# Intermittent dying



## katehaun (Jul 31, 2007)

Help!

My 1994 Altima, with 133,000 miles is having some troubles. If I am stopped at an intersection or stop-sign my car will just die. Because this has been happening for the last few months I am noticing that the car seems to idle low, at about 1KRPM, and then will dip and return to the 1KRPM. When my car dies, the car will idle, dip down, and then not be able to recover and die. I cannot restart the automobile for about 10 minutes. The engine will not even turn over when I am trying to restart it. The car will restart after about 10 minutes.

Yesterday when I tried to drive it, it didn't even make it 20 feet before dying, which is unusual. In fact, I was actually not even stopped when it died this last time. 
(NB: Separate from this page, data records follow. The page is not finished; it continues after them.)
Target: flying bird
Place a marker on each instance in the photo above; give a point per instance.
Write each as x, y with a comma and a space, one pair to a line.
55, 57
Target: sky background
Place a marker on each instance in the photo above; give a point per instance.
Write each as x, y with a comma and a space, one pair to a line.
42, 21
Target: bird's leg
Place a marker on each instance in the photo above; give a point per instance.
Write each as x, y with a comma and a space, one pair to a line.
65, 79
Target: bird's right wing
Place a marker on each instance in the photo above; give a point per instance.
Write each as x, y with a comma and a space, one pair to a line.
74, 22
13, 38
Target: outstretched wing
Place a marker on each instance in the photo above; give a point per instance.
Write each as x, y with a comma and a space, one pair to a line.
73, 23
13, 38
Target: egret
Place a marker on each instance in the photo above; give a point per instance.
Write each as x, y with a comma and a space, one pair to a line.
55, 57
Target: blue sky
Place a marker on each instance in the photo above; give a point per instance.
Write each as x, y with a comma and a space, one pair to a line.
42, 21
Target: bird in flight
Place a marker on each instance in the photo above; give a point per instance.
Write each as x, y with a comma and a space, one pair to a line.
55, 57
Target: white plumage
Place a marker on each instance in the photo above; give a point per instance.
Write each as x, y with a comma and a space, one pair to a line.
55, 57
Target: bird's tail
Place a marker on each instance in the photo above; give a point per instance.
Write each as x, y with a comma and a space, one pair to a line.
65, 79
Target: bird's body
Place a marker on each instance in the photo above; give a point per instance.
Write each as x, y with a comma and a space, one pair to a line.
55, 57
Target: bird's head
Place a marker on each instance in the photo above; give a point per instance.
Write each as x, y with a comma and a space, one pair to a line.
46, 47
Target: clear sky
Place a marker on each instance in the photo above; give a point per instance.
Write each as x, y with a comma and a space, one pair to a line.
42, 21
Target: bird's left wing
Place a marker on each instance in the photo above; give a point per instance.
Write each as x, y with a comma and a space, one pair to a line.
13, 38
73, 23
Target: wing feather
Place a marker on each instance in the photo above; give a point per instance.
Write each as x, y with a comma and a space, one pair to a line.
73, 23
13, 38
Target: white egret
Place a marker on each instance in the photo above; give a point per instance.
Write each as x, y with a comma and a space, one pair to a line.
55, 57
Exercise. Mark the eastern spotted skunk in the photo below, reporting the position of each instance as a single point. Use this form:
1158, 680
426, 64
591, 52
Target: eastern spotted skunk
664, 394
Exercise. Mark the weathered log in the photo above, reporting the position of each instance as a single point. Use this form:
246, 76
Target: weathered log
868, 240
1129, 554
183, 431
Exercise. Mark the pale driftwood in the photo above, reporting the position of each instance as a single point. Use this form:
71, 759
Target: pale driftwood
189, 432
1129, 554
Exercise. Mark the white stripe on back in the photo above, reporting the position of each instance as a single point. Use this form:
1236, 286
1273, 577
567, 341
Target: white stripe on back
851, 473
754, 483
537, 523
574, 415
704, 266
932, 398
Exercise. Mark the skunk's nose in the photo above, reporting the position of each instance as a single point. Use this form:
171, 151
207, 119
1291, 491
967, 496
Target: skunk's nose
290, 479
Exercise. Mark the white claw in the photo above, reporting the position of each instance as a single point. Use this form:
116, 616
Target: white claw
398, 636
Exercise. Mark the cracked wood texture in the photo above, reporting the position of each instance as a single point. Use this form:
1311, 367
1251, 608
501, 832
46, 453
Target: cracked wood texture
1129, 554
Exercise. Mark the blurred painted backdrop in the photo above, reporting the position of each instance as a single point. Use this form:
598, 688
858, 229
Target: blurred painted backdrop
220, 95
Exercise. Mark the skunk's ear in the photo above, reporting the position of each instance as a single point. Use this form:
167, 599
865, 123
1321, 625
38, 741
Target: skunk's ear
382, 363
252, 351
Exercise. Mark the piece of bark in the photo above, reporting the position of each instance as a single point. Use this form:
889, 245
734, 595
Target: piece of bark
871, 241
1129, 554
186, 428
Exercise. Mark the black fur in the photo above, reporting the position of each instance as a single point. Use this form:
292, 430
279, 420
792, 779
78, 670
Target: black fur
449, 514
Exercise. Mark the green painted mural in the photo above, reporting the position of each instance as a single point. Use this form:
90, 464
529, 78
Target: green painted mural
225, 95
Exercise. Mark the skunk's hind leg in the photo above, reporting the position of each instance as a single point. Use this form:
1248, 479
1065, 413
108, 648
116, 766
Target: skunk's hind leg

I am not sure what is the trouble. I don't know if it is a fuel injector, alternator, or battery problem. Many people are saying its the battery, but the car will start fine at the first go, and it will eventually restart after dying. If anyone has any ideas that would be helpful!


----------



## CDS13 (Aug 1, 2007)

sounds like the battery is almost dead, it could be because of your alternator being bad, if you can make it to a shop that can make it such as advanced or autozone and have them test it to see if it works.


----------



## speters (Feb 4, 2008)

Have you tried cleaning the IACV? This will cause a stall (engine to die). Weird it won't start back up though. Any lights come on the dash?


----------